L’anonymat sur internet, un principe protégé par le droit français et européen

Obliger les utilisateurs des réseaux sociaux à certifier leur identité, comme le proposent des députés Renaissance, serait incompatible avec le droit français et européen qui privilégie la liberté d’expression, estiment des avocats spécialisés.

Afin de lutter contre les propos haineux, Paul Midy, rapporteur du projet de loi numérique, a déposé, contre l’avis du gouvernement, des amendements qui obligeraient les utilisateurs des réseaux à certifier leur identité pour s’inscrire, via un tiers de confiance.

En France, le droit au pseudonymat a été acté par les lois sur la confiance dans le numérique de 2004 et sur la république numérique de 2016.

«Au niveau européen, le droit ne parle pas de pseudonymat mais il est gravé dans le marbre qu’il est interdit de mettre en place une surveillance permanente et généralisée des réseaux sociaux, comme le dit une directive de 2000,», explique Eric Le Quellenec, avocat du cabinet Simmons et Simmons.

«Or le corollaire, c’est la possibilité du pseudonymat, pour que ceux qui s’expriment ne soient pas directement identifiés», poursuit l’avocat spécialiste des nouvelles technologies: «Obliger les personnes à certifier leur identité au préalable sur un réseau social, même avec un tiers de confiance et l’intervention nécessaire d’un juge pour lever cet anonymat est incompatible avec le droit européen». «On passerait d’un système de liberté totale à un régime déclaratif. On renverse le droit d’accès au réseau, avec le principe «identifiez-vous d’abord», une inversion des valeurs fondamentales», insiste-t-il. «A ma connaissance, aucun pays ne l’a fait, sauf la Chine».

Plusieurs décisions de la Cour européenne des droits de l’homme montrent qu’elle considère l’anonymat comme un élément clé de la liberté d’expression. Même avis pour Eric Barbry, du cabinet Racine.

«Dans les faits, vouloir lever l’anonymat ne marchera jamais, ni techniquement ni juridiquement. Ni le Conseil constitutionnel, ni la Commission européenne ne pourront valider des projets qui interdisent l’anonymat, et techniquement il y aurait des contournements.
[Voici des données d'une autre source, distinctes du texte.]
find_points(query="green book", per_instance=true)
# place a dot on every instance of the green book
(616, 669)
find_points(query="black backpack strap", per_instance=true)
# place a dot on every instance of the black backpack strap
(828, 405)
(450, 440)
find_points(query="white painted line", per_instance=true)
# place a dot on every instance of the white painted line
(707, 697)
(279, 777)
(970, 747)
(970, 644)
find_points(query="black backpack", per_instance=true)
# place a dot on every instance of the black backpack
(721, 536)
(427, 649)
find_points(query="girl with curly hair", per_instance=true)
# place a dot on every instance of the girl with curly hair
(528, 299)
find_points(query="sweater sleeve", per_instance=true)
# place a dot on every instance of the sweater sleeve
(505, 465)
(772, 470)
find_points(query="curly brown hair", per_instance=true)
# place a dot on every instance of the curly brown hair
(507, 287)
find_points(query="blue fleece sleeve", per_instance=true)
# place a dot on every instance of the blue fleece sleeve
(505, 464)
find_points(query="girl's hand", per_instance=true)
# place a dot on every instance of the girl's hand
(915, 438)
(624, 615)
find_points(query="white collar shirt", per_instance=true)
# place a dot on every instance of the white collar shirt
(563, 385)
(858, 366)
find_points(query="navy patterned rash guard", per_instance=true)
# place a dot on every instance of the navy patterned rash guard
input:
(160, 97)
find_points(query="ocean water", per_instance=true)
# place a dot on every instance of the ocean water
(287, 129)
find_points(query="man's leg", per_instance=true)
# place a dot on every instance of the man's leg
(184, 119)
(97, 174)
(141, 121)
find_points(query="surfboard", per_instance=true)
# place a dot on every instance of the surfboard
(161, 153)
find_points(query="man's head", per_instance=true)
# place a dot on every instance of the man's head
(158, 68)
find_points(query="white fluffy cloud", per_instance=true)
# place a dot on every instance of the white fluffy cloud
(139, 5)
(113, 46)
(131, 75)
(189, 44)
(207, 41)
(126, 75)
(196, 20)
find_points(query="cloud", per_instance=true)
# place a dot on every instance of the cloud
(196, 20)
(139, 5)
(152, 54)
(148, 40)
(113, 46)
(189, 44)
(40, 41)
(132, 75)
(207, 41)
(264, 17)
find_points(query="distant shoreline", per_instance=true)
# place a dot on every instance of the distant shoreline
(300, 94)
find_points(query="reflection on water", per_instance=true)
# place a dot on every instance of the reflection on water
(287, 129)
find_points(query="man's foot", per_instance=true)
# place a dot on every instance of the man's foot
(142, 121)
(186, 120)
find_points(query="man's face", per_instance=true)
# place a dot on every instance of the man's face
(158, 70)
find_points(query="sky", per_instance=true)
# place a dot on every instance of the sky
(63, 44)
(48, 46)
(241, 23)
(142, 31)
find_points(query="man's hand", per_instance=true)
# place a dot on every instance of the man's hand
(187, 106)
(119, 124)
Sans parler des cas où l’hébergeur n’est pas en France», relève-t-il. «Agir sous pseudo n’est pas un délit, tout comme publier un livre ou un article sous pseudo», renchérit Amélie Tripet, du cabinet August Debouzy.

«Quand on créé un compte sur une plateforme ou un réseau social, on est censé déclarer des informations sincères, mais ces plateformes n’ont pas l’obligation de vérifier et certifier ces informations».

Cependant, comme plusieurs de ses collègues, elle regrette qu’il soit le plus souvent impossible, ou très long, de retrouver les auteurs de propos délictueux sous pseudo, même si pour les plus graves les enquêteurs peuvent faire une réquisition auprès des opérateurs pour obtenir leur adresse IP (adresse de connexion).